First, there are two pressures applied to the rubber diaphragm, one is the ambient air pressure provided via the half moon crescent on the mouth of the carb and the other is the hole which allows the vacuum in the throat of the carb to be applied above the rubber diaphragm.
If one opens the throttle there will an increase in vacuum above the diaphragm transferred from the throat through the hole which eventually will overcome the tension of the spring and the slide opens which allows more air and fuel to enter.
So, the diameter of the hole will regulate how quickly the slide opens and closes. Notice, we are talking about fractions of second here.
Drilling the slide is not a way of gaining horsepower, but is more fine tuning.

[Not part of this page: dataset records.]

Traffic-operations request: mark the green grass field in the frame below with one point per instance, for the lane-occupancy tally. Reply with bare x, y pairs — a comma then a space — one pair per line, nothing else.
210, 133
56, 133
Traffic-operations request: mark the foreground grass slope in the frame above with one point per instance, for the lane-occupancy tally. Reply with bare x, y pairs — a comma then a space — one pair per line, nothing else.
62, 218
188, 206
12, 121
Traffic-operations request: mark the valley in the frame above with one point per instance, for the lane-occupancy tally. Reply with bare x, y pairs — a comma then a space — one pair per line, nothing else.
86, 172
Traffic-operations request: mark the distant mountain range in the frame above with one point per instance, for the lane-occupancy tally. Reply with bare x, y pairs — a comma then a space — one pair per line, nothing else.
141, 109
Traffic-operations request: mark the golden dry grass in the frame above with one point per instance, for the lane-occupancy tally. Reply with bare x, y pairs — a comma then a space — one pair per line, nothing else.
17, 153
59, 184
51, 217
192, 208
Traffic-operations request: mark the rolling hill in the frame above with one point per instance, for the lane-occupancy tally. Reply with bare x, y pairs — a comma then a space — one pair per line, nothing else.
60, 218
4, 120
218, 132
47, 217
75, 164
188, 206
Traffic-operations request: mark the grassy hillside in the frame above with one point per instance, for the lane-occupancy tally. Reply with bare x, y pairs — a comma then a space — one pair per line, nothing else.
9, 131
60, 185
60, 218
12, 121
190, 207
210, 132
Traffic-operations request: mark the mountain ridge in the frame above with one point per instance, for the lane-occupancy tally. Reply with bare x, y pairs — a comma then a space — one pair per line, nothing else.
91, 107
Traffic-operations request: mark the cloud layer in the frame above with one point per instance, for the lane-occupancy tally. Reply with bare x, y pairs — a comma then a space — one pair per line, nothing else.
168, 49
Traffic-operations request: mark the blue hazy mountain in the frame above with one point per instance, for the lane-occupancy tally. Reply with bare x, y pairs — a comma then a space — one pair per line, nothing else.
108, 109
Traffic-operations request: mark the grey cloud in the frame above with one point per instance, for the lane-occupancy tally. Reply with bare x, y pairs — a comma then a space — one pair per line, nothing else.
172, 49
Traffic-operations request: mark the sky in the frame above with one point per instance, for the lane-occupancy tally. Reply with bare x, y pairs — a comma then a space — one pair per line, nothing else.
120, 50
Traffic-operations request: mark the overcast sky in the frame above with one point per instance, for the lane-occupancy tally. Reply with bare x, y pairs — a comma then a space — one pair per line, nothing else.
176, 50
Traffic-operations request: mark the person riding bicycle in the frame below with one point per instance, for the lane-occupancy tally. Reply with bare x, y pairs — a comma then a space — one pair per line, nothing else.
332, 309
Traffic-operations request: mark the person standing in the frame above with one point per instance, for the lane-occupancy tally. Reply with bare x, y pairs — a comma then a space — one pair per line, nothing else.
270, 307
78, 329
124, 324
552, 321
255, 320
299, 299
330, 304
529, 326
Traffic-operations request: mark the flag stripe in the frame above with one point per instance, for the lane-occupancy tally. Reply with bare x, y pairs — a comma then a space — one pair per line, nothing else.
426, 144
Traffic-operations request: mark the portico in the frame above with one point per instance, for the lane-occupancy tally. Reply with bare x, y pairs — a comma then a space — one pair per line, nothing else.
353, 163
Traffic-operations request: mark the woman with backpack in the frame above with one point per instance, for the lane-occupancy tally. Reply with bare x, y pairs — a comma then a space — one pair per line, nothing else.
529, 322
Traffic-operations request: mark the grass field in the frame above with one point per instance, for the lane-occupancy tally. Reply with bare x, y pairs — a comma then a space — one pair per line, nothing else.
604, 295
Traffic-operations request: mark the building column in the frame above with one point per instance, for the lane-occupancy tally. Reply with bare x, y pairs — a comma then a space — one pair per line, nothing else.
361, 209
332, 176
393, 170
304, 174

Be very careful when you're dealing with the slides as the diaphram will tear if you're not careful and they are around $100 each!
Apparently, a larger hole has caused poor drivability issues, if you muck up or the larger hole mucks up the drivability, you can't put the material back.
Slide flutter is just one problem with a throttle slide hole that is too large. Another is that the slide can rise too quickly and cause a hesitation.
Just do NOT Drill your slides! There is nothing to Gain!
If you really want to drill holes...just buy you a drill bit (under 1/8th ) for a dollar instead of paying $99 for a Kit that just has a drill bit included.